Riding The Bull

If bull riding were easy, we would all be rodeo stars and retired, pursuing safer endeavors with our prize money. No doubt bull riding is thrilling, but it is also fraught with ups and downs. One minute you’re up… the next you’re down, and so and so on until you’re too tired to go on. Or fall off. Not many riders make it to the bell!

To take the ups and downs without having a nervous breakdown, sleepless nights, or developing a sudden eye tic you have to obey one of the first rules of investing. Don’t (since I can’t seem to get around metaphors today) put all your eggs in one basket.

Sensibly diversifying your portfolio or your investments is the only way to go. Banks and other institutions that manage investments often publish the percentage of each asset class they hold in their funds and products (i.e. 33% bonds, 33% equities and 33% cash).

This asset mixture changes with the amount of risk you’re willing to assume and some so-called experts’ opinion on where the money is going to be made. But it is also important to examine your diversity within one asset class.

Active investors tend to load up on equities. With the recent surge in the NASDAQ and the Dow, driven generally by a recovering Tech market, once again, people are putting a lot of eggs in one basket. It can be very profitable, but equally risky.

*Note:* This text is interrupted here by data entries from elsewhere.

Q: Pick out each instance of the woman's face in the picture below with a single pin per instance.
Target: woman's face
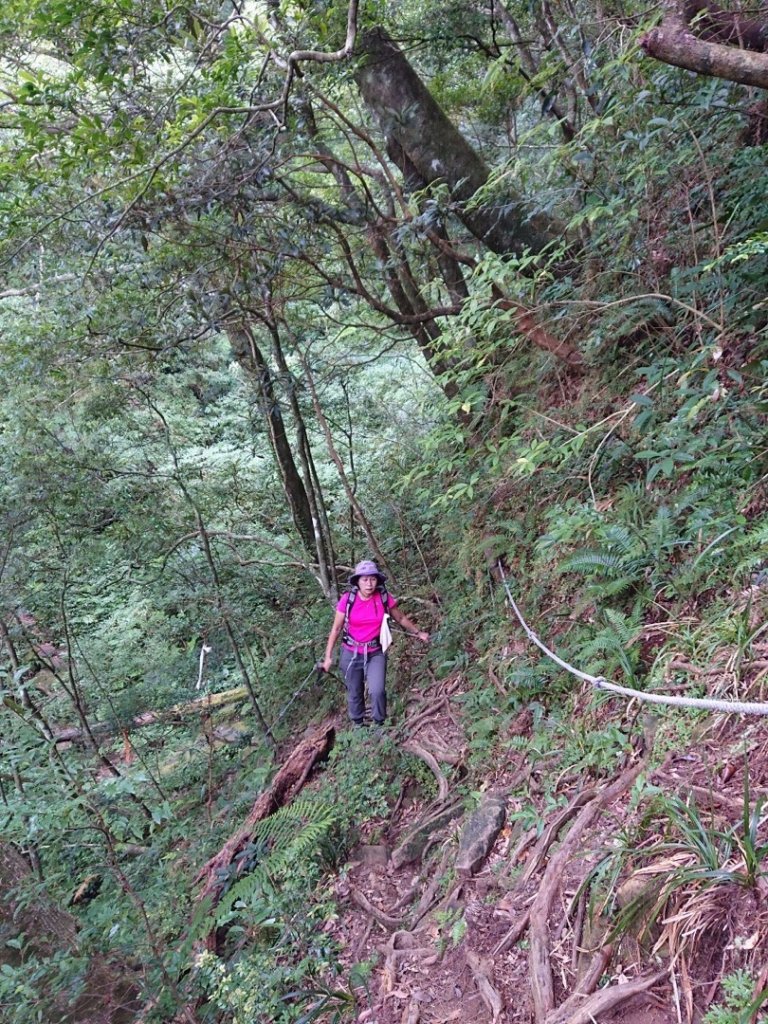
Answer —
(368, 585)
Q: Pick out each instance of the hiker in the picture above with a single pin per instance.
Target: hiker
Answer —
(359, 614)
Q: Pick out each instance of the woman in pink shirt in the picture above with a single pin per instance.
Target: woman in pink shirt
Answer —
(361, 655)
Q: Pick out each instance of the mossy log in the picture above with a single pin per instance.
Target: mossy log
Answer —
(281, 792)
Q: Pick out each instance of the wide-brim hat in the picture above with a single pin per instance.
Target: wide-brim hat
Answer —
(367, 567)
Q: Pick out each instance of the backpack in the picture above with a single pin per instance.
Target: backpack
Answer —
(350, 601)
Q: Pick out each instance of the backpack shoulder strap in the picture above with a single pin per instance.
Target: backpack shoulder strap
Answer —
(350, 601)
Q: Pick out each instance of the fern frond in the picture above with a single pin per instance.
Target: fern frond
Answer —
(591, 561)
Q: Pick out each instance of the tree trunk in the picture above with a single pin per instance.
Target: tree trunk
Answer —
(412, 120)
(250, 356)
(674, 43)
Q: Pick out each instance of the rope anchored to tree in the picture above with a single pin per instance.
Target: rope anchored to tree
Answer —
(600, 683)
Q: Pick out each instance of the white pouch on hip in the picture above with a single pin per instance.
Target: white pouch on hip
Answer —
(385, 634)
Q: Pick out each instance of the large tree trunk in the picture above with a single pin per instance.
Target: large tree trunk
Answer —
(414, 122)
(704, 38)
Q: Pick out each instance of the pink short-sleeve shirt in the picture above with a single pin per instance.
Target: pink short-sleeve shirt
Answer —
(366, 616)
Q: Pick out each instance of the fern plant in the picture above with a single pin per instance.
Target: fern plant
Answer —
(282, 845)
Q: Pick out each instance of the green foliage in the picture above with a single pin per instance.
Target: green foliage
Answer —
(739, 1004)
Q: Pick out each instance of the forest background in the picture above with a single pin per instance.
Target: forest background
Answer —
(467, 288)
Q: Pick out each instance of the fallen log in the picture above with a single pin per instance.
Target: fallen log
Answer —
(282, 791)
(73, 735)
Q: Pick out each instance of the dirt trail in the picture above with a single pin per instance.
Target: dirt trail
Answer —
(514, 943)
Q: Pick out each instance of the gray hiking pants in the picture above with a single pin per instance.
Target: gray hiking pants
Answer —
(356, 667)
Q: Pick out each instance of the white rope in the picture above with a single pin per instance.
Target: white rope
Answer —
(707, 704)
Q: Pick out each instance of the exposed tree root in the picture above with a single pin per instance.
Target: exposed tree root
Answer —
(540, 963)
(593, 1008)
(442, 787)
(482, 972)
(425, 903)
(513, 935)
(365, 904)
(551, 833)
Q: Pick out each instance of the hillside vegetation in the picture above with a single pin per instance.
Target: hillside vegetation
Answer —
(479, 292)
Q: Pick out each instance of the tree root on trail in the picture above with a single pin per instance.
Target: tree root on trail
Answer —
(412, 1013)
(513, 935)
(580, 1009)
(442, 787)
(542, 985)
(551, 833)
(282, 791)
(482, 972)
(393, 951)
(427, 899)
(381, 915)
(410, 725)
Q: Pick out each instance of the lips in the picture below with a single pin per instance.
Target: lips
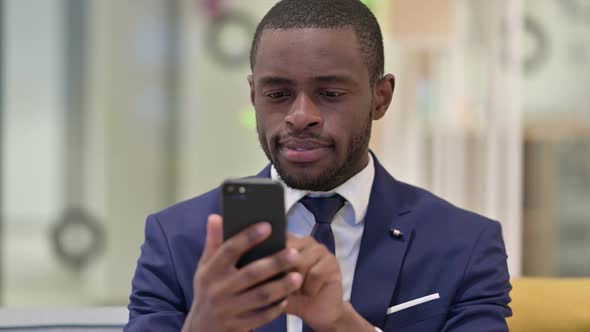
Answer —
(304, 150)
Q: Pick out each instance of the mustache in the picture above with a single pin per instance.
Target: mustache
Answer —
(307, 137)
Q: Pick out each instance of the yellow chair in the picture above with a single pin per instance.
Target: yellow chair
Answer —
(550, 305)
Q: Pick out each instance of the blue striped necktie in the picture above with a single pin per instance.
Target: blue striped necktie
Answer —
(323, 209)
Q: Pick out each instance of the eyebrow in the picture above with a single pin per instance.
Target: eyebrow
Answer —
(276, 80)
(342, 79)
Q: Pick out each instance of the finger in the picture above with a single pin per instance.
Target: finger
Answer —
(326, 270)
(214, 237)
(235, 247)
(257, 318)
(263, 269)
(310, 255)
(268, 293)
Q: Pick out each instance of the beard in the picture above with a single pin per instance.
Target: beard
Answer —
(330, 177)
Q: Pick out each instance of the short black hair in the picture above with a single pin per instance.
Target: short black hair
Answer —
(328, 14)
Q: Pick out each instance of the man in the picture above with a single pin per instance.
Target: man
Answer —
(397, 258)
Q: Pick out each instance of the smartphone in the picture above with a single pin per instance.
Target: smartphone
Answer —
(248, 201)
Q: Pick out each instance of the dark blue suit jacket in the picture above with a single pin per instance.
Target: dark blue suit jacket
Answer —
(444, 250)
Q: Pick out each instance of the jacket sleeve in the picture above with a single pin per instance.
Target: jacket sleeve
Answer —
(481, 303)
(156, 301)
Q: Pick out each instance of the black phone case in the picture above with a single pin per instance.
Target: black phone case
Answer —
(261, 200)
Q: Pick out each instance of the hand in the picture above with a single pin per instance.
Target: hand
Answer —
(319, 301)
(231, 299)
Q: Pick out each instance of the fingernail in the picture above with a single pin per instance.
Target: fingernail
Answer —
(292, 255)
(296, 279)
(263, 229)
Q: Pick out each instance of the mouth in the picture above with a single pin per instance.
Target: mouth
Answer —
(304, 150)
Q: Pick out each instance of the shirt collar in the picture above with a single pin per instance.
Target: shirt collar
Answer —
(355, 190)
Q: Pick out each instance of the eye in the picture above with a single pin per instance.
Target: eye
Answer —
(331, 93)
(276, 95)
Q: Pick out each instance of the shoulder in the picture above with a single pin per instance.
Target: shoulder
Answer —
(438, 218)
(189, 216)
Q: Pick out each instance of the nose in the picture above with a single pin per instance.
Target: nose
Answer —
(303, 114)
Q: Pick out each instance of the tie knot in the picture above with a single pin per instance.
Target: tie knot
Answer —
(323, 208)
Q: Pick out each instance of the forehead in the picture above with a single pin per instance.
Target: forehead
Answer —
(305, 53)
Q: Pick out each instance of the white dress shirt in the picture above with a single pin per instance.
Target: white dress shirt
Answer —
(347, 226)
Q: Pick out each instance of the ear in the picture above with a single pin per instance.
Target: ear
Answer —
(383, 94)
(252, 89)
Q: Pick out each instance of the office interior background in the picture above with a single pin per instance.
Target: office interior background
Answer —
(111, 110)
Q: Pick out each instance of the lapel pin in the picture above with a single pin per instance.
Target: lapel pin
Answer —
(396, 232)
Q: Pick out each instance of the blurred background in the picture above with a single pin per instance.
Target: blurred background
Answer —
(111, 110)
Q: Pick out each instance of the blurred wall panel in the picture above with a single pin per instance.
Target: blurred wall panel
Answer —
(131, 151)
(33, 152)
(217, 134)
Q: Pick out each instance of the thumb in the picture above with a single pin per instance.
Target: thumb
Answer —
(214, 237)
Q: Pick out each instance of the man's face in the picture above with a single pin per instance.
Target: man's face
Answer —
(314, 105)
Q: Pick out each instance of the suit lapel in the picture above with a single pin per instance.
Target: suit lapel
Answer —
(381, 253)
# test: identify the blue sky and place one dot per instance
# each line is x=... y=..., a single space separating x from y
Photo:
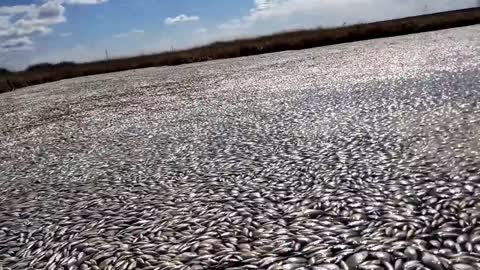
x=33 y=31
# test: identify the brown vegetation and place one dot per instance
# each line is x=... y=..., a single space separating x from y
x=42 y=73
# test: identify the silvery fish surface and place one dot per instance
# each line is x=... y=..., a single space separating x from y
x=355 y=156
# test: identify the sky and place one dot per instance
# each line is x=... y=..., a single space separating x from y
x=37 y=31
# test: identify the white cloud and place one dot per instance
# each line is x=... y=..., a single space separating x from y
x=200 y=31
x=85 y=2
x=30 y=20
x=129 y=33
x=16 y=44
x=181 y=19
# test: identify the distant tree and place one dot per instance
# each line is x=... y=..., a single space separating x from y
x=65 y=64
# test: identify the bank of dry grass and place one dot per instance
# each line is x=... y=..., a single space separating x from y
x=244 y=47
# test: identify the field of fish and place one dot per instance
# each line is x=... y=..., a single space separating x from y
x=356 y=156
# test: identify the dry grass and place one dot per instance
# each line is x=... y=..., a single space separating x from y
x=244 y=47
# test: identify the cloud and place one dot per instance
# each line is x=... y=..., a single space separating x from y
x=20 y=21
x=17 y=44
x=200 y=31
x=129 y=33
x=85 y=2
x=181 y=19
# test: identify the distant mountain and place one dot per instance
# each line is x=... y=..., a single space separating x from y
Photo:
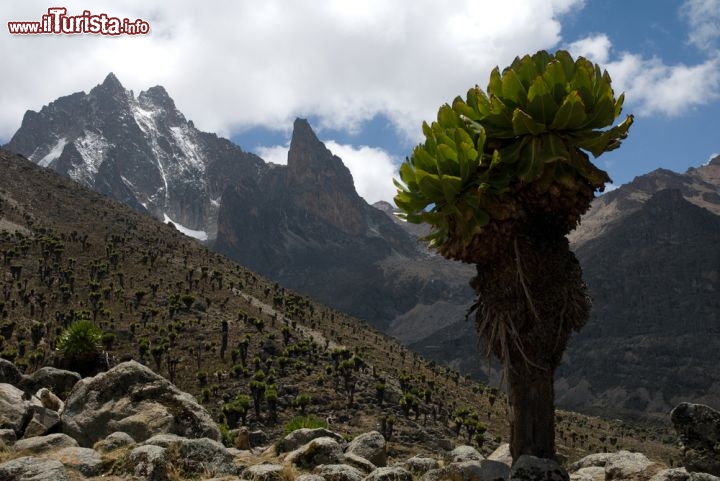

Most of us have seen the damage done by investing in one sector of the stock market. Don’t do it! The rule is particularly valid when it comes to bull markets. The nature of any bull market, be it in resource stocks, tech stocks or retail stocks is that it is accompanied by a corresponding level of volatility. For every two steps forwards there is one back, and those pullbacks can scare the daylights out of the most seasoned investors.

The impact of those pullbacks can be mitigated by diversity. Instead of all your equity holdings pulling back only a percentage do and the others remain the same or move forward in response to the pullback.

It has come to our attention at PROFIT CONFIDENTIAL via some reader feed back that some of you are getting a little antsy about the recent pullback in gold stocks. The bull is trying to shake you off. Often the shake off occurs just before a solid rise. In the a.m. of January 27, 2004 gold was down hard in London… down to the lowest price we’ve seen this year. But by noon it had rallied almost $5.00. With conviction.

Someone was selling at $405 in the morning because he/she couldn’t handle the ride. Others saw it as an opportunity to get in. Sellers were crying in their cups that night.

Gold stocks have had a good run. Pullbacks are an inevitable part of the game. If you are well diversified a pullback is no big deal. Don’t forget how far the yellow metal has come.

In January 2002, gold was valued at $279 an ounce. January 2003 saw gold trading at $370 an ounce, and this January, gold is trading $410 an ounce after flirting with a decade long high of $430 an ounce. The economic and geopolitical environment that drove this 24-month surge has not changed. In fact, according to many, it has grown worse.

Central banks, bankers, the Fed and politicians in general do not want to see a golden rodeo. A golden bull is not in their paddock and can’t be controlled. By manipulating interest rates and money supply, markets within their control (read NASDAQ and Dow) can be “coerced” in their favor.

They will do whatever it takes to fight the golden trend, but they cannot fight forever. Most of us know the trend is our friend.